GNU Astronomy Utilities



12.3.8 Linked lists (list.h)

An array is a contiguous region of memory that is very efficient and easy to use for recording and later accessing any random element as fast as any other. This makes array the primary data container when you have many elements (for example, an image which has millions of pixels). One major problem with an array is that the number of elements that go into it must be known in advance and adding or removing an element will require a re-set of all the other elements. For example, if you want to remove the 3rd element in a 1000 element array, all 997 subsequent elements have to pulled back by one position, the reverse will happen if you need to add an element.

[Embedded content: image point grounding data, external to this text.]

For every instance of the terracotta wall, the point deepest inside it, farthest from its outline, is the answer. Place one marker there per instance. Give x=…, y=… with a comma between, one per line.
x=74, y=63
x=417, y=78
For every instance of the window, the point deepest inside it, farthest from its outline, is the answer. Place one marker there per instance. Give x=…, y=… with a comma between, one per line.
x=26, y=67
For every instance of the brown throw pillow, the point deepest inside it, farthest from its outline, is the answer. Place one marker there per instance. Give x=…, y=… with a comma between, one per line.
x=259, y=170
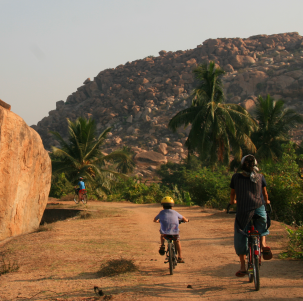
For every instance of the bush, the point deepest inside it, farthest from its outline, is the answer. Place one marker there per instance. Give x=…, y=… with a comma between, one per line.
x=60, y=186
x=295, y=246
x=284, y=186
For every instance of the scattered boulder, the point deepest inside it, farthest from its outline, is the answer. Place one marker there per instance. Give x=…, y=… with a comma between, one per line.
x=25, y=169
x=162, y=148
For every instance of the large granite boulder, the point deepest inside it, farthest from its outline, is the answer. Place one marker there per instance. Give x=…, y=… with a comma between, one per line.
x=25, y=176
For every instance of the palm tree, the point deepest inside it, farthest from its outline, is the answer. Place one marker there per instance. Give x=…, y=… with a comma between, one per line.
x=81, y=155
x=217, y=127
x=275, y=122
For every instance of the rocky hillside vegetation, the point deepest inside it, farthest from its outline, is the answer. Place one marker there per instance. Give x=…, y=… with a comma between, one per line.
x=139, y=98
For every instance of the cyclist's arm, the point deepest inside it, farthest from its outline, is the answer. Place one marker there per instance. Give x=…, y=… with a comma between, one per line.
x=265, y=195
x=232, y=196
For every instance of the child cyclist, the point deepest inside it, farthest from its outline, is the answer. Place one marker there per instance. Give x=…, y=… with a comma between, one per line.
x=169, y=221
x=81, y=187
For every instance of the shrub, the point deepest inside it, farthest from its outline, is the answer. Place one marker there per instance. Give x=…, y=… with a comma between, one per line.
x=60, y=186
x=284, y=186
x=295, y=246
x=116, y=267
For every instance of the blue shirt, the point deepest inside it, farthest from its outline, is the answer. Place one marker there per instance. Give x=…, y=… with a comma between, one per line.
x=81, y=185
x=169, y=221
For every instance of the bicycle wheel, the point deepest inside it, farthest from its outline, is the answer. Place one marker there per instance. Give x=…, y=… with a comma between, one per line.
x=84, y=198
x=170, y=258
x=174, y=256
x=76, y=198
x=256, y=271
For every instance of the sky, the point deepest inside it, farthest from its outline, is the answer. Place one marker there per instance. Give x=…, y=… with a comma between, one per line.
x=49, y=47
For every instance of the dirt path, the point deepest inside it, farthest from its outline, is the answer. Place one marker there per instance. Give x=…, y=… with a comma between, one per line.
x=62, y=264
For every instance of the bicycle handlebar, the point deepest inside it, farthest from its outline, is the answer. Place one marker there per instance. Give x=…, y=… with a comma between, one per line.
x=181, y=221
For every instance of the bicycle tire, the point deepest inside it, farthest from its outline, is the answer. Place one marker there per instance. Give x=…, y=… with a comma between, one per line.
x=76, y=198
x=84, y=198
x=174, y=256
x=170, y=259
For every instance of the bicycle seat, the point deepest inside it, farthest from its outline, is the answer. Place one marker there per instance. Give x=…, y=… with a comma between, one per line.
x=170, y=237
x=256, y=216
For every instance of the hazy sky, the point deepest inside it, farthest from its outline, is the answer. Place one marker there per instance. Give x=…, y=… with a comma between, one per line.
x=49, y=47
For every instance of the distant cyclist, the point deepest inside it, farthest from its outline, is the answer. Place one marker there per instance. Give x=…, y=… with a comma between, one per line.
x=169, y=221
x=81, y=188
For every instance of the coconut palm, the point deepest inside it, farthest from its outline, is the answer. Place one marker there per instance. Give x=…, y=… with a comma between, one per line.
x=217, y=127
x=275, y=123
x=81, y=155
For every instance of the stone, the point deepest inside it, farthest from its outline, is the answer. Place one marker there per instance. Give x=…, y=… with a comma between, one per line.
x=228, y=68
x=151, y=157
x=25, y=169
x=239, y=61
x=117, y=140
x=5, y=105
x=178, y=144
x=130, y=130
x=162, y=148
x=59, y=104
x=130, y=119
x=86, y=81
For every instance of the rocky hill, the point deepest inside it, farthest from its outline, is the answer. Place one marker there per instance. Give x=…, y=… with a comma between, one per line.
x=139, y=98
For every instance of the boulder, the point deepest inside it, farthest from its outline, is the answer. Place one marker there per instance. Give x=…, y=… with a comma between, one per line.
x=25, y=169
x=163, y=148
x=239, y=61
x=5, y=105
x=130, y=119
x=151, y=157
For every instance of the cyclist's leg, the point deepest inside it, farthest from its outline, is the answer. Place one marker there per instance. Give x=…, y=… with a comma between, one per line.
x=241, y=247
x=261, y=224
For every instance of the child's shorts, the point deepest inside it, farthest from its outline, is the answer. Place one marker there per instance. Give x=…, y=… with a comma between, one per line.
x=173, y=237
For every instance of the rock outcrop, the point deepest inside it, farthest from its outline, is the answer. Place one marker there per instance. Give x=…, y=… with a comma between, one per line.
x=139, y=98
x=25, y=176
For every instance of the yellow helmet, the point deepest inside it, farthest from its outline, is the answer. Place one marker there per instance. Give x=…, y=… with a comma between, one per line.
x=168, y=201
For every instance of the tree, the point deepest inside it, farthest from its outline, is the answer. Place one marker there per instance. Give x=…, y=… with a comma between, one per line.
x=275, y=123
x=82, y=156
x=217, y=127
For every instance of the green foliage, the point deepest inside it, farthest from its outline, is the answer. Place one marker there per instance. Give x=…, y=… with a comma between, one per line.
x=295, y=246
x=217, y=127
x=60, y=186
x=81, y=155
x=284, y=186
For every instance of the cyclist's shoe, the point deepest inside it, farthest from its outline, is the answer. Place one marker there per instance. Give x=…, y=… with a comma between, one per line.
x=162, y=250
x=267, y=255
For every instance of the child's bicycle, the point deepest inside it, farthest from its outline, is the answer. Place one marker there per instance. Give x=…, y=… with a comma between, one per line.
x=78, y=198
x=254, y=249
x=171, y=252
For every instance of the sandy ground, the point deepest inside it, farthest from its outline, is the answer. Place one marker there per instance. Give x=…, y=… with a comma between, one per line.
x=62, y=264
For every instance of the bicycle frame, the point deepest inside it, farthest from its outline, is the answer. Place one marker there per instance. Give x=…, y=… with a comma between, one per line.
x=171, y=254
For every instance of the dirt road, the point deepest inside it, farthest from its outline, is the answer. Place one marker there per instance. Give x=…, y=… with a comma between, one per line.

In many contexts such situations never come up, for example, you do not want to shift all the pixels in an image by one or two pixels from some random position in the image: their positions have scientific value. But in other contexts you will find yourself frequently adding/removing an a-priori unknown number of elements. Linked lists (or lists for short) are the data-container of choice in such situations. As in a chain, each node in a list is an independent C structure, keeping its own data along with pointer(s) to its immediate neighbor(s). Below, you can see one simple linked list node structure along with an ASCII art schematic of how we can use the next pointer to add any number of elements to the list that we want. By convention, a list is terminated when next is the NULL pointer.

struct list_float          /*     ---------    ---------           */
{                          /*     | Value |    | Value |           */
  float             value; /*     |  ---  |    |  ---  |           */
  struct list_float *next; /*     |  next-|--> |  next-|--> NULL   */
}                          /*     ---------    ---------           */

The schematic shows another great advantage of linked lists: it is very easy to add or remove/pop a node anywhere in the list. If you want to modify the first node, you just have to change one pointer. If it is in the middle, you just have to change two. You initially define a variable of this type with a NULL pointer as shown below:

struct list_float *list=NULL;

To add or remove/pop a node from the list you can use functions provided for the respective type in the sections below.

When you add an element to the list, it is conventionally added to the “top” of the list: the general list pointer will point to the newly created node, which will point to the previously created node and so on. So when you “pop” from the top of the list, you are actually retrieving the last value you put in and changing the list pointer to the next youngest node. This is thus known as a “last-in-first-out” list. This is the most efficient type of linked list (easier to implement and faster to process). Alternatively, you can add each newly created node at the end of the list. If you do that, you will get a “first-in-first-out” list. But that will force you to go through the whole list for each new element that is created (this will slow down the processing)263.

The node example above creates the simplest kind of a list. We can define each node with two pointers to both the next and previous neighbors, this is called a “Doubly linked list”. In general, lists are very powerful and simple constructs that can be very useful. But going into more detail would be out of the scope of this short introduction in this book. Wikipedia has a nice and more thorough discussion of the various types of lists. To appreciate/use the beauty and elegance of these powerful constructs even further, see Chapter 2 (Information Structures, in volume 1) of Donald Knuth’s “The art of computer programming”.

In this section we will review the functions and structures that are available in Gnuastro for working on lists. They differ by the type of data that each node can keep. For each linked-list node structure, we will first introduce the structure, then the functions for working on the structure. All these structures and functions are defined and declared in gnuastro/list.h.


Footnotes

(263)

A better way to get a first-in-first-out is to first keep the data as last-in-first-out until they are all read. Afterwards, reverse the list by popping each node and immediately add it to the new list. This practically reverses the last-in-first-out list to a first-in-first-out one. All the list types discussed in this chapter have a function with a _reverse suffix for this job.